Diffuse Unilateral Subacute Neuroretinitis Clinical Presentation
- Author: Lakshmana M Kooragayala, MD; Chief Editor: Hampton Roy, Sr, MD more...
Early-stage history may include the following:
Mild-to-moderate visual loss
Paracentral or central scotomas
Conjunctival injection of affected eye
Late-stage history may include the following:
Severe unilateral visual loss
Paracentral or central scotomas
In some patients, the disease may be asymptomatic with the characteristic changes found only on routine eye examination.
Patients should undergo a complete eye examination, including visual acuity, pupillary reactions, visual fields, slit lamp examination of the anterior and posterior segments, indirect ophthalmoscopy, and detailed examination of the retina using a fundus contact lens.[12, 13]
Visual acuity - Range is from 20/30 to 20/200 or less.
Visual field - Paracentral or central scotoma may be detected.
Pupils - A relative afferent pupillary defect may be noted.
Anterior segment findings reveal normal conjunctiva or conjunctival injection, ciliary flush, anterior chamber cells and flare, fine keratic precipitates, and small hypopyon.
Posterior segment examination findings reveal mild-to-moderate vitritis, optic disc swelling, narrowing of the retinal arterioles, retinitis, and nematodes.
Retinitis is the most characteristic feature of this syndrome. Transient, multiple, focal, gray-white lesions of the deep retina or RPE vary in size from 0.25-1 disc diameter and tend to develop in clusters over wide areas of the retina at various time periods. The active evanescent gray-white lesions fade within a period of 7-10 days as the nematode moves elsewhere in the eye, only to recur in an adjacent area or distant site over the ensuing weeks. Lesions typically resolve without any ophthalmoscopic or angiographic evidence of damage.
Nematode: Identification of the subretinal worm is the pathognomonic finding in DUSN. To localize the worm, careful and repeated examination with a fundus contact lens is required. The worm can be present in all layers of the retina, but it most frequently is found in the subretinal or outer retinal layers. The motile worm is more likely to be observed in the neighborhood of the active grayish-white retinal lesions. The worms appear smooth in outline, tapered on both ends, and often assume an S-shaped, coiled, or figure "8" configuration. These organisms propel themselves by a coiling and uncoiling motion and sometimes move in a snakelike fashion in the subretinal space. They may be noted to move under direct observation in an apparent aversion to bright light, and a white glistening sheen may be noted over the region.
Other less frequently encountered clinical signs include the following: focal retinal and subretinal hemorrhages, perivenous exudates and vascular sheathing, localized serous detachments of the neurosensory retina, cystoid macular edema, retinal striae, and choroidal neovascularization.
Visual acuity - This ranges from 20/20 to 20/400 or less.
Visual fields - Dense central or paracentral scotoma may be seen.
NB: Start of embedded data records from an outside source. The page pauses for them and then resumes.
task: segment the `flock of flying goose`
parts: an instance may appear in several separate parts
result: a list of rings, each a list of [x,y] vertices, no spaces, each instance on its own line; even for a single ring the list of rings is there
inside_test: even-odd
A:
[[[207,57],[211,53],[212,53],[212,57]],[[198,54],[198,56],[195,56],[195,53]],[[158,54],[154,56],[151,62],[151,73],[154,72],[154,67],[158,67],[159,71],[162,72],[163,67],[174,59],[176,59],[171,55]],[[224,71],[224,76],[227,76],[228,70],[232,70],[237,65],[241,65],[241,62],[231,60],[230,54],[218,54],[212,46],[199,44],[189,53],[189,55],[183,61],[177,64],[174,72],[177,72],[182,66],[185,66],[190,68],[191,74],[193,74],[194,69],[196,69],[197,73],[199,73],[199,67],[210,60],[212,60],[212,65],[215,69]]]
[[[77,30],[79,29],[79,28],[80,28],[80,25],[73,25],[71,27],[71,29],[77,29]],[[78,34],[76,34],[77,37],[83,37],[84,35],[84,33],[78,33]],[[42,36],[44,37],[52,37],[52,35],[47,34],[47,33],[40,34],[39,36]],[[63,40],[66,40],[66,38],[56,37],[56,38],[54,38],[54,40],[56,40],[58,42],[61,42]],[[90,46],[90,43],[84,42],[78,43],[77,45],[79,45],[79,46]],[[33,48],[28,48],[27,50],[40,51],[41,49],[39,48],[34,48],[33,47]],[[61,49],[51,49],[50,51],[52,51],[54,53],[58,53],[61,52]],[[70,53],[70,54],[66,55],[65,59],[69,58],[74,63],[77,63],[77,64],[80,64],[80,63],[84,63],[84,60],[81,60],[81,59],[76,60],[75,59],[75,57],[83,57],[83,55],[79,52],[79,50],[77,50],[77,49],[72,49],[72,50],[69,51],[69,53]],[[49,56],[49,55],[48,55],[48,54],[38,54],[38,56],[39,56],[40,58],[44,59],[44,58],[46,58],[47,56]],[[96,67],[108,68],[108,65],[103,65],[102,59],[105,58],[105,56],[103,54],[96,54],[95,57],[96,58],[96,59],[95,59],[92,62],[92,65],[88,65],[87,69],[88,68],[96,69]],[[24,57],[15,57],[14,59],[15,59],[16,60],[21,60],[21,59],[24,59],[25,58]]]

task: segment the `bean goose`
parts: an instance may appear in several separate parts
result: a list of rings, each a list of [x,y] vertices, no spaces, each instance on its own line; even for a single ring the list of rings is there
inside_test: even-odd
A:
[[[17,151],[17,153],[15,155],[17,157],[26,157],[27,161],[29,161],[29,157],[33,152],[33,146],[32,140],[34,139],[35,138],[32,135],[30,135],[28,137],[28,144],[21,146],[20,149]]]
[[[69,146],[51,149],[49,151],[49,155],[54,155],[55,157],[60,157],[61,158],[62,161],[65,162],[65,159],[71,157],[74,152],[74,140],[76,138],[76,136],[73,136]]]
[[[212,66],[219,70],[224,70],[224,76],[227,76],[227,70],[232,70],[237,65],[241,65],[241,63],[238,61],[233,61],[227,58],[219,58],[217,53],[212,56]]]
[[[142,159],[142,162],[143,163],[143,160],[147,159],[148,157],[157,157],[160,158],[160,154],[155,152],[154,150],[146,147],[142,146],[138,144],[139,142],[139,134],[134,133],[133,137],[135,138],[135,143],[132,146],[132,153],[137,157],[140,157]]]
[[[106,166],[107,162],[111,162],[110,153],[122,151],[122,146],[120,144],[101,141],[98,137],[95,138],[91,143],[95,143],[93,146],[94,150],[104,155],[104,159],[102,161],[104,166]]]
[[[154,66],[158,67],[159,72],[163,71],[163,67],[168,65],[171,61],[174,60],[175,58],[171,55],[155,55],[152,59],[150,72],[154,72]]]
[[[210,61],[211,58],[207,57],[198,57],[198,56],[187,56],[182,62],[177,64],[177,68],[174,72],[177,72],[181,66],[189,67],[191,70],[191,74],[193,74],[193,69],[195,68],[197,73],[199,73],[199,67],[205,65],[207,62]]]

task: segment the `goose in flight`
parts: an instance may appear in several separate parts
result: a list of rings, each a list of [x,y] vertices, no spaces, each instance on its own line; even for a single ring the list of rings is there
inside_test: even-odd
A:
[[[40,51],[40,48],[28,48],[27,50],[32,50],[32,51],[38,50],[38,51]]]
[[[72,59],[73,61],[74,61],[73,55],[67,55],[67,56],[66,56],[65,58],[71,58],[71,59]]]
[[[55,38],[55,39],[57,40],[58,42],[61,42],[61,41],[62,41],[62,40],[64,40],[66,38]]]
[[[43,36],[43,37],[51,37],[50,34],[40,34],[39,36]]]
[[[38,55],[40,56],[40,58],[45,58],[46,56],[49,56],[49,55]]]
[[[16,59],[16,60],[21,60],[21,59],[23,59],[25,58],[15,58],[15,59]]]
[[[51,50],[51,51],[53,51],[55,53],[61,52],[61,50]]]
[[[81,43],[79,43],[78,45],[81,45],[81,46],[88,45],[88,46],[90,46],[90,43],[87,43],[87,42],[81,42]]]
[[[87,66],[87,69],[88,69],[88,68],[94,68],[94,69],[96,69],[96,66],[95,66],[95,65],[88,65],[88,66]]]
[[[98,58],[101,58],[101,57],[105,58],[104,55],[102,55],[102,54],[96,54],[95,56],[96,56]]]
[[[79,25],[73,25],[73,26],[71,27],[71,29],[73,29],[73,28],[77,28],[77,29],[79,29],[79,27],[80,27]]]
Pupils - Relative afferent pupillary defect possible
Posterior segment examination reveals the following findings:
Focal and diffuse loss or mottling of the RPE, most typically seen in the paramacular region, sparing the center of the macula in most patients
Generalized narrowing of the retinal arterioles
Marked optic disc pallor
Choroidal neovascularization and/or disciform scarring
Peripapillary arteriolar sheathing
Precise identification of the worm has not been accomplished, but two different types of worms have been recognized in endemic areas.
In the southeastern United States, Caribbean, and Latin America, a larval worm measuring about 400-700 µm has been recognized. It is presumed to be Ancylostoma canium, which is a known frequent cause of cutaneous larval migrans.
In the north midwestern United States, a larger worm measuring 1000-2000 µm has been observed. It is proposed by some authors to be Baylisascaris procyonis and is a rare cause of visceral and ocular larval migrans.